Born in Ripley, Derbyshire
Born on 26th of September 1887
Died in Leatherhead, Surrey
Died on 30th of October 1979

Barnes Neville Wallis had a long career, and once he found his niche in the aeronautical field he demonstrated his inventive mind time and again. He is most remembered for his bouncing bomb concept, but his design credits take in many more ground-breaking projects than that.
The son of a Doctor, Wallis was born in Ripley, Derbyshire, on September 26 1887. He left the Bluecoats School in Horsham at 17 to begin an engineering apprenticeship in Blackheath, then shifted to a shipbuilder in Cowes until again changing direction in 1913 when he moved to Vickers in Barrow to work on airships and then aircraft. He remained with Vickers until well into his 80s.
With Vickers he worked on the R100 airship at Howden in Yorkshire, work which was abandoned after the R101 (designed and built elsewhere) crashed; he also developed geodesic structures used in various Vickers ‘planes: the Warwick, Wellesley, and Wellington.
In 1943 Wallis, after many tribulations, saw his bouncing bomb damage the Mohne and Eder dams in Operation Chastise, the Dambusters Raid, though with great loss of aircrew. The intended industrial disruption did not happen, but the raid became a major morale booster for the Allies.
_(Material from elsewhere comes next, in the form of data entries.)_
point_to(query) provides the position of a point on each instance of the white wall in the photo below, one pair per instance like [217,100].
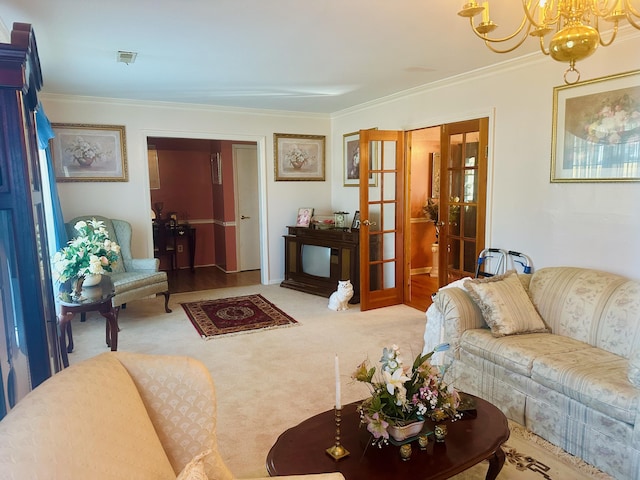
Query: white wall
[131,201]
[583,224]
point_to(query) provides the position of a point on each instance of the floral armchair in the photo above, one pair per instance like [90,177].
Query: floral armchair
[133,278]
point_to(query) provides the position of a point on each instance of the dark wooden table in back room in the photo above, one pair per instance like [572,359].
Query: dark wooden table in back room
[476,437]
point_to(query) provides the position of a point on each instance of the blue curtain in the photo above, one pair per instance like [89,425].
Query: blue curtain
[45,133]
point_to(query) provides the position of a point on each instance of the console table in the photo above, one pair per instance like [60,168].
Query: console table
[343,257]
[167,236]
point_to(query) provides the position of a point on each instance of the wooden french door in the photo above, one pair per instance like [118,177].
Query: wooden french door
[463,187]
[381,218]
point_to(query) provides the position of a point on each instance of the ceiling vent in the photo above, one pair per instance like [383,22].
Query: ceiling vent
[126,57]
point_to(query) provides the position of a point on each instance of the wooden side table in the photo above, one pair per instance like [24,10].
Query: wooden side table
[91,299]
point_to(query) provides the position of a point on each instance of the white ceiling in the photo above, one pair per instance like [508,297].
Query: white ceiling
[298,55]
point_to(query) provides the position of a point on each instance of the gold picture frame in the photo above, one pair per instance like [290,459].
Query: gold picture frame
[299,157]
[351,160]
[596,130]
[89,153]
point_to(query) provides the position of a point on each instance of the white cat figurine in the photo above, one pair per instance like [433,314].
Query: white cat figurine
[339,300]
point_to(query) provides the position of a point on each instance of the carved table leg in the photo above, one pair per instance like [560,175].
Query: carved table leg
[65,332]
[111,328]
[496,461]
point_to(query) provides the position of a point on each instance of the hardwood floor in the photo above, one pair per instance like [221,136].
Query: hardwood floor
[206,278]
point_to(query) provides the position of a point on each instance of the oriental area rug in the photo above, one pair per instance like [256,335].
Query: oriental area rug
[235,315]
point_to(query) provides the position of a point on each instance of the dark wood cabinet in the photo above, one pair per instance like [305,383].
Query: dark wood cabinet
[28,339]
[316,259]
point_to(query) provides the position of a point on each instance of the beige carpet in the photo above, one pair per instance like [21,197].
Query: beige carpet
[268,381]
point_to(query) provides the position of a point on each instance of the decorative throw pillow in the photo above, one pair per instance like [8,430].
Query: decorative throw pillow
[194,470]
[505,304]
[634,368]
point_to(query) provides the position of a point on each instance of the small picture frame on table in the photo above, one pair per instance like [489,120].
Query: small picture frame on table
[304,217]
[355,224]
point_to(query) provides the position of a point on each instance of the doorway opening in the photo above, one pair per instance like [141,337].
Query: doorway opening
[194,209]
[423,158]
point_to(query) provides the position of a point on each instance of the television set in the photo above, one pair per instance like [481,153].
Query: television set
[316,259]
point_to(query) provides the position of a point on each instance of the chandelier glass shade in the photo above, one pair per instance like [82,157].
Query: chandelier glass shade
[568,30]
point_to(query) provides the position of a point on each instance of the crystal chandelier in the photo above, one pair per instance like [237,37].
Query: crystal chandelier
[574,24]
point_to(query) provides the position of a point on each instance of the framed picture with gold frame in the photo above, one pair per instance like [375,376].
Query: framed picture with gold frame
[351,163]
[299,157]
[89,153]
[596,130]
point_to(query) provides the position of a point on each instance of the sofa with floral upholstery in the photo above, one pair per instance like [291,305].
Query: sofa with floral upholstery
[118,416]
[558,351]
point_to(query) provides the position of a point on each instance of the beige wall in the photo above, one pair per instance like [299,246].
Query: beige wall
[593,225]
[130,200]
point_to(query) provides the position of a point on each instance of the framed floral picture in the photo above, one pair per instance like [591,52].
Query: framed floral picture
[89,153]
[596,130]
[304,217]
[351,163]
[299,157]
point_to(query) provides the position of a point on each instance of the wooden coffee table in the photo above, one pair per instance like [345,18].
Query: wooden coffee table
[476,437]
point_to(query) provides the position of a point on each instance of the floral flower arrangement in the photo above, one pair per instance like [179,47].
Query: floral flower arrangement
[401,394]
[91,252]
[84,152]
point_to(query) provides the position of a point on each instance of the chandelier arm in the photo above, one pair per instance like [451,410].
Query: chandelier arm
[633,22]
[503,39]
[632,11]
This was not his only bomb innovation: in 1944 the Tallboy, a 6 tonne giant, and in 1945 the Grand Slam, at 10 tonnes, proved effective against giant concrete structures built deep underground by the Nazis to protect submarines and V1 equipment, and the Tirpitz was sunk by Tallboy bombs.
Wallis’s expertise was used after WWII in developing swing-wing aircraft designs, though political manoeuvrings meant the Americans were given the engineering know-how and the British ordered the planes subsequently incorporating the idea (though again politics meant the order was cancelled!). Even late in life he was still working on revolutionary ideas such as cargo submarines (not at the mercy of the weather, and more energy efficient than ships), and aircraft able to fly efficiently from low speeds to hypersonic.
From 1930 onwards he lived in Effingham in Surrey, where he died on October 30 1979, by that time honoured with a knighthood (1968), and perhaps more significantly made a Fellow of the Royal Society (1954). His wife of more than 50 years, Molly, whom he married when she was 20 and he was 38, survived him.